IEEE Trans Image Process. 2019 Jan;28(1):45-55. doi: 10.1109/TIP.2018.2857219. Epub 2018 Jul 18.
We propose a deep learning approach for directly estimating relative atmospheric visibility from outdoor photos without relying on weather images or data that require expensive sensing or custom capture. Our data-driven approach capitalizes on a large collection of Internet images to learn rich scene and visibility varieties. The relative CNN-RNN coarse-to-fine model, where CNN stands for convolutional neural network and RNN stands for recurrent neural network, exploits the joint power of relative support vector machine, which has a good ranking representation, and the data-driven deep learning features derived from our novel CNN-RNN model. The CNN-RNN model makes use of shortcut connections to bridge a CNN module and an RNN coarse-to-fine module. The CNN captures the global view while the RNN simulates human's attention shift, namely, from the whole image (global) to the farthest discerned region (local). The learned relative model can be adapted to predict absolute visibility in limited scenarios. Extensive experiments and comparisons are performed to verify our method. We have built an annotated dataset consisting of about 40000 images with 0.2 million human annotations. The large-scale, annotated visibility data set will be made available to accompany this paper.
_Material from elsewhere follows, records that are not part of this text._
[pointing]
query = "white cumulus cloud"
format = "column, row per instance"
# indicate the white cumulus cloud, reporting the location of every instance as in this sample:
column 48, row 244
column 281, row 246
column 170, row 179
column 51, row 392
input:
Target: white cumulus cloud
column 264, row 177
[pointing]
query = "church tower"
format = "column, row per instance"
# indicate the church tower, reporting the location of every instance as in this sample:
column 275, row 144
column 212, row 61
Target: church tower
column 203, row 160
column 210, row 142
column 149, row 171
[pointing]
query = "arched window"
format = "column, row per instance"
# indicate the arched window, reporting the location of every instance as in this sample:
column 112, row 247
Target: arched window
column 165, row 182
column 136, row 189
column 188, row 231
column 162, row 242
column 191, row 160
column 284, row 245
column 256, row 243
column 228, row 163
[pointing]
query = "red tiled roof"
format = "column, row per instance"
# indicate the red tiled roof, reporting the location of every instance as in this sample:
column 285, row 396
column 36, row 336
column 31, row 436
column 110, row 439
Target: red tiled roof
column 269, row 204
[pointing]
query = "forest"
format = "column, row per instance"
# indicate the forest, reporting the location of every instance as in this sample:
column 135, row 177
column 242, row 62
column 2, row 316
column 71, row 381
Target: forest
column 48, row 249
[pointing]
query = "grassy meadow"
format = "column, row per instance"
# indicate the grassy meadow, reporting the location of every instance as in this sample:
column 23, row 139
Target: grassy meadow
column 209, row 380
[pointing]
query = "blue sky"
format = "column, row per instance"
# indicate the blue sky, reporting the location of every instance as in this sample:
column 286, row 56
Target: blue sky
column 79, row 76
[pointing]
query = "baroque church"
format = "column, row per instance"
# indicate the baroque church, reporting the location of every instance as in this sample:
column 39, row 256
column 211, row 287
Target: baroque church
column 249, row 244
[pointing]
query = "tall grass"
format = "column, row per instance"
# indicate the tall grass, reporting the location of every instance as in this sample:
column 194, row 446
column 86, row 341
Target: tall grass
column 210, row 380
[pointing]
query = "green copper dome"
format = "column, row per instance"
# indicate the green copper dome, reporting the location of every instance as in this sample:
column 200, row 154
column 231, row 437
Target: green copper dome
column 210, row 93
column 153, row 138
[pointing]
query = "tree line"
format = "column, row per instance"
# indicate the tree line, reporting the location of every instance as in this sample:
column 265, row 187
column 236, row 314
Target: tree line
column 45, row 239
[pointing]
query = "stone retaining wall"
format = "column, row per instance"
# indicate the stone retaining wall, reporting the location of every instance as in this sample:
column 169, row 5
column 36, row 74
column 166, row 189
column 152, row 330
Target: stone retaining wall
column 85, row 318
我们提出了一种深度学习方法,可以直接从户外照片估计相对大气能见度,而无需依赖需要昂贵传感器或定制采集的天气图像或数据。我们的数据驱动方法利用了大量互联网图像来学习丰富的场景和能见度变化。相对 CNN-RNN 粗到细模型,其中 CNN 代表卷积神经网络,RNN 代表递归神经网络,利用相对支持向量机的联合能力,具有良好的排序表示,以及从我们的新型 CNN-RNN 模型中得出的数据驱动深度学习特征。CNN-RNN 模型利用快捷连接来桥接 CNN 模块和 RNN 粗到细模块。CNN 捕获全局视图,而 RNN 模拟人类的注意力转移,即从整个图像(全局)到最远可辨别的区域(局部)。学习到的相对模型可以适应有限场景下的绝对能见度预测。进行了广泛的实验和比较来验证我们的方法。我们构建了一个包含大约 40000 张图像和约 200 万个人工注释的标注数据集。大规模的、标注的能见度数据集将随本文提供。